Après une nuit en garde à vue, neuf militants de Greenpeace, interpellés lundi pour une intrusion dans la centrale nucléaire de Nogent-sur-Seine (Aube), ont été déférés mardi au parquet de Troyes, selon lequel ils seront convoqués devant le tribunal correctionnel le 20 janvier 2012.

Placement sous contrôle judiciaire

«Ils vont faire l'objet d'une convocation devant le tribunal» pour «violation de locaux professionnels» et «dégradation, destruction de biens d'utilité publique en réunion» pour avoir découpé un grillage afin de s'introduire dans l'enceinte de la centrale, a déclaré à l'AFP le procureur de la république de Troyes Alex Perrin. Cinq d'entre eux seront également poursuivis pour avoir refusé de se soumettre à un prélèvement d'ADN. Les neuf militants devaient passer devant le juge des libertés et de la détention (JLD), le parquet ayant requis leur placement sous contrôle judiciaire, a précisé M. Perrin.

Par ailleurs, deux militants qui s'étaient introduits à la centrale de Cruas (Ardèche) étaient toujours en garde à vue mardi matin pour «s'être introduits sans autorisation sur un terrain clos intéressant la Défense nationale», selon un porte-parole du ministère de l'Intérieur.

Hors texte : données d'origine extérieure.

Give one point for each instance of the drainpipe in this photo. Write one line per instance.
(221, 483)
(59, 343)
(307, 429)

Décidés à illustrer les failles de la sécurité des installations nucléaires, les militants écologistes ont réussi à s'introduire lundi sur ces deux sites. Selon l'organisation, ses membres ont «réussi à grimper sur le dôme de l'un des réacteurs» de Nogent-sur-Seine, «où ils ont déployé une banderole: "Le nucléaire sûr n'existe pas"».

Un «debriefing précis» devra être effectué

Le directeur du site de Nogent a estimé qu'il n'y avait eu «aucun dysfonctionnement» dans la réaction, «proportionnée au degré de danger». «On avait repéré que c'était des militants de Greenpeace, pacifistes», a affirmé Hervé Maillart, soulignant que ces derniers «sont toujours restés en dehors de la partie industrielle de l'installation» et «à l'extérieur des bâtiments». «C'est assez irresponsable de prendre des risques avec sa vie et avec la vie des autres», avait estimé lundi le président Nicolas Sarkozy.

Un «débriefing précis» devra être effectué «pour que le dispositif soit durci et que de telles intrusions ne puissent plus se produire», avait quant à lui déclaré le ministre de l'Intérieur Claude Guéant, qui a reconnu des «défaillances» dans le dispositif de sécurité. Le ministre de l'Industrie, Eric Besson, a «demandé à ses services une enquête approfondie sur l'intrusion», ajoutant que cela signifie qu'il y a eu des «dysfonctionnements».